Rapid-fire, I ask questions:
Stage of cancer? She’s not sure.
Kind of cancer? She’s not sure.
Reconstruction after mastectomy? No. It might be too expensive. Her insurance isn’t so good.
Will she have to have chemo? Definitely.
Radiation? She’s not sure.
What’s the name of the doctor? Not sure.
Name of the hospital? Not sure.
Does she have disability insurance? No.
How will you survive if she can’t work? I will support her.
Can your family help? (They have several siblings in the US.) I asked my older brother. He said no. We will just have to be strong.

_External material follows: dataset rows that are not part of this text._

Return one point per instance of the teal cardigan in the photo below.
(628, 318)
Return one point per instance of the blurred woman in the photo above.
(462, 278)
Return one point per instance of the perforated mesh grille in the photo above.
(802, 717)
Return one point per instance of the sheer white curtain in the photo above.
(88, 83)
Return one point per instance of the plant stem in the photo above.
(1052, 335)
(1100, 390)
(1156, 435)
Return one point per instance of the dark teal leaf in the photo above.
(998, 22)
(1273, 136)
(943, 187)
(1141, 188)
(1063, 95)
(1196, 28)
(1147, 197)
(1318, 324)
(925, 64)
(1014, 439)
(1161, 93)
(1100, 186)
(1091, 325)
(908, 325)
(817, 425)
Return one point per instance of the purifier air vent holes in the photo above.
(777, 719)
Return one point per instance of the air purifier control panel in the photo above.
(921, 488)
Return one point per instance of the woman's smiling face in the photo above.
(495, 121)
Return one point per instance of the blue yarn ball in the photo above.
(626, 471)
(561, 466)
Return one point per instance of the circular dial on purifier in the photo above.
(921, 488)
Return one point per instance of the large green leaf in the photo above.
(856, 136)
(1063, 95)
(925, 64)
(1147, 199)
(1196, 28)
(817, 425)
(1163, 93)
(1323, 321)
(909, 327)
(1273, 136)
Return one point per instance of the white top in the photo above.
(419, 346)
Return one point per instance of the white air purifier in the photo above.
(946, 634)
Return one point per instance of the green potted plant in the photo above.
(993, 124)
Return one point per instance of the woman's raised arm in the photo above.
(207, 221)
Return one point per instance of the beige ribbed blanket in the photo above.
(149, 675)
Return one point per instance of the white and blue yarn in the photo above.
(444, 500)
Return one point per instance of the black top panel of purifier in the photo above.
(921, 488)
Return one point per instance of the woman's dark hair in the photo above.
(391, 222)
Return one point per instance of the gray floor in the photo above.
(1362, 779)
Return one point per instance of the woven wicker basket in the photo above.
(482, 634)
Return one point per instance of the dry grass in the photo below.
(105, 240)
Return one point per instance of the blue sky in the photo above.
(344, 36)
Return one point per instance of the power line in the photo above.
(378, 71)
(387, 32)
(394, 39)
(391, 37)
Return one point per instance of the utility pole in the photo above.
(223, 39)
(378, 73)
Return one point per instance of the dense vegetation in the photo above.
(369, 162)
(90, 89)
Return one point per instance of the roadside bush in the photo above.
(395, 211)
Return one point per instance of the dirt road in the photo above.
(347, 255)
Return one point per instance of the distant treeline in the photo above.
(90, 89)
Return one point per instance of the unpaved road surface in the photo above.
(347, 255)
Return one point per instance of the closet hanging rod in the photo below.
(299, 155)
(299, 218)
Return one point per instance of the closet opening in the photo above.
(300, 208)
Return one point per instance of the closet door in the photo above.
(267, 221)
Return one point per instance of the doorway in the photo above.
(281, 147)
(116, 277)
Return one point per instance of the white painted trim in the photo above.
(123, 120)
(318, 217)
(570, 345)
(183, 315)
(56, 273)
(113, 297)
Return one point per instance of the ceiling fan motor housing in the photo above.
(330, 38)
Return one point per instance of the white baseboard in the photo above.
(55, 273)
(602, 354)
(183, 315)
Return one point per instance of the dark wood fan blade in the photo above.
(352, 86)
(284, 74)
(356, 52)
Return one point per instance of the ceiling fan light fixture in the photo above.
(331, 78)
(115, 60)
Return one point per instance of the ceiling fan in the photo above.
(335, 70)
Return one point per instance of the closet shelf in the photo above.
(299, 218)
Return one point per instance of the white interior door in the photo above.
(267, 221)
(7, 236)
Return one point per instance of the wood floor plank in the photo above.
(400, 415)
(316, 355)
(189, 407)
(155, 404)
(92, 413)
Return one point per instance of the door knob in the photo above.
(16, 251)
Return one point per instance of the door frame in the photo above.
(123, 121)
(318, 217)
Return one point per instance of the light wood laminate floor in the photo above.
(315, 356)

Then the older caregiver asks, “Heather, do you think you could write down that information about the cap that saved your hair during chemo? I would like to get that for my sister. I want to do that for her. Also write down anything else you think we should know.”
“It costs about $1,500 to $2,000 for a standard course of chemo,” I say. “If you’re already struggling, can you afford that?”
“I will do it,” the older sister says. “I want that to be my gift to her. We just have to be strong.”
I write up all my initial advice and hand it to her. She takes it, and thanks me far more than I deserve.
As she goes upstairs, I wish I could do so much more. And I’m sad, so sad, sad, sad.
I realize how blessed I was when I was in this stage: lots of friends who are doctors, lots of experience doing health reporting, tools to handle the fire-hose of information, a life experience that has taught me to ask questions and to go to the top when necessary, a “gold-plated” insurance policy.
My Mom’s caregivers are college-educated. They’re smart women, just unlucky to be born in a society where class divides are almost un-breachable. They’re used to getting the short end of the stick. They don’t make trouble. They don’t expect much. Otherwise, why would they be willing to wipe my mother’s bottom and all the rest? They hold doctors, any doctor, in such high esteem that they’re likely to accept the judgment of the doctor, any doctor. And, while they’re frugal and hard working and own a condo together, they don’t have tons of money. They don’t have good insurance.
I stand by the coffee maker, feeling helpless. How privileged my breast cancer experience really was. I got to keep my hair, for God’s sake! I had friends who immediately put me in touch with the best docs in San Francisco. The insurance company paid about $500,000 to save my life. My co-pay was about $1,000. How awful it is that the usual breast cancer experience is much more like what my mother’s caregiver is experiencing.
I hate that. I hate that anyone has to be in the breast cancer pipeline behind me.